🤖 AI Summary
Existing Transformer-based trackers suffer from parameter redundancy, hindering their deployment on resource-constrained devices. To address this, this work proposes LoopTrack, a framework that leverages a parameter-shared recurrent architecture to enable efficient feature interaction while significantly reducing model complexity. Methodologically, it introduces an object-aware recurrence with a gated object memory mechanism, integrated with lightweight attention modules to achieve progressive feature refinement and effectively mitigate temporal drift. Experimental results demonstrate that with only 3.4M parameters, the proposed model attains a success score of 66.2% on the LaSOT benchmark, outperforming existing methods of comparable scale. Consequently, this study establishes a strong baseline for lightweight visual tracking.
📝 Abstract
Current Transformer-based tracking methods typically stack multiple Transformer blocks with separate parameters to model interactions between the target template and the search region for target localization. These trackers often incur substantial parameter overhead from stacked blocks, making their deployment on resource-limited devices difficult.

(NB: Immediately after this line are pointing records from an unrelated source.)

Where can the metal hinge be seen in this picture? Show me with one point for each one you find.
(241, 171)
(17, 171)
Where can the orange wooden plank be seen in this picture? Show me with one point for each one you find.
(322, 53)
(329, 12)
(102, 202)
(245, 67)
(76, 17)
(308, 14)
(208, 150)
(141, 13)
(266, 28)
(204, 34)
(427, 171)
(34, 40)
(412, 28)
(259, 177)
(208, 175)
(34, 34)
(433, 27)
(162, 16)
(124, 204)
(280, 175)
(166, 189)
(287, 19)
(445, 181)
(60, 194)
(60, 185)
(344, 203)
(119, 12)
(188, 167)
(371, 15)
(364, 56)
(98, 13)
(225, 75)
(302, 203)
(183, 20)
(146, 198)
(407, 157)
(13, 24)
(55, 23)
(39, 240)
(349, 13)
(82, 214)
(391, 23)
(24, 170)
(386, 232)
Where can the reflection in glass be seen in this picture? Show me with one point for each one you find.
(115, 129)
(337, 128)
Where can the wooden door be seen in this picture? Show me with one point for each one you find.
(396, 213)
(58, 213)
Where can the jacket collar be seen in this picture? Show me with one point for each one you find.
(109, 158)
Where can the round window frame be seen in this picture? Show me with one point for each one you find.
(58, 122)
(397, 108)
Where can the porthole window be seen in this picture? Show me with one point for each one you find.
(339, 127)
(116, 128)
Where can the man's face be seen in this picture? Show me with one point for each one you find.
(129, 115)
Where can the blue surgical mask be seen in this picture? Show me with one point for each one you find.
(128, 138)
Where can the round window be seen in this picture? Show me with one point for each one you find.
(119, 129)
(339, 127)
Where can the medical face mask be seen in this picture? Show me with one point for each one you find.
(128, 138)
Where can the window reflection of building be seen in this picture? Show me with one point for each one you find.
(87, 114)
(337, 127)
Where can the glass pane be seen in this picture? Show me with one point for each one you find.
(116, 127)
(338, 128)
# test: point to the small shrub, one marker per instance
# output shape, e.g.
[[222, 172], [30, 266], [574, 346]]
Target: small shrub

To address this, we propose a parameter-efficient Transformer tracking framework, dubbed LoopTrack, which repeatedly applies a set of Transformer blocks with shared parameters to interact features in a looped architecture for tracking, significantly reducing the number of parameters. To further exploit target cues, we present two lightweight designs, including target-aware looping (TAL) and gated target memory (GTM). The former applies intermediate target information generated by one loop to guide feature interaction in the subsequent loop, enabling progressive feature refinement, while the latter maintains a compact memory across frames, which is incorporated into the loop process to provide long-term information to the tracker, mitigating temporal drift in tracking. Compared to existing Transformer trackers, LoopTrack enables multiple rounds of feature interaction with fewer model parameters, making it resource-friendly for deployment. In extensive experiments on multiple datasets, LoopTrack shows a favorable accuracy-parameter trade-off. In particular, our LoopTrack$_{\rm One}$, with a single shared Transformer block, achieves 66.2\% SUC score on LaSOT with only 3.4M parameters, while LoopTrack$_{\rm Three}$, using three shared blocks, achieves 69.3\% SUC score with 6.4M parameters, surpassing existing parameter-efficient tracking methods with comparable or larger model size. With LoopTrack, we aim to establish a simple yet strong baseline for parameter-efficient Transformer tracking. Our code and models will be released.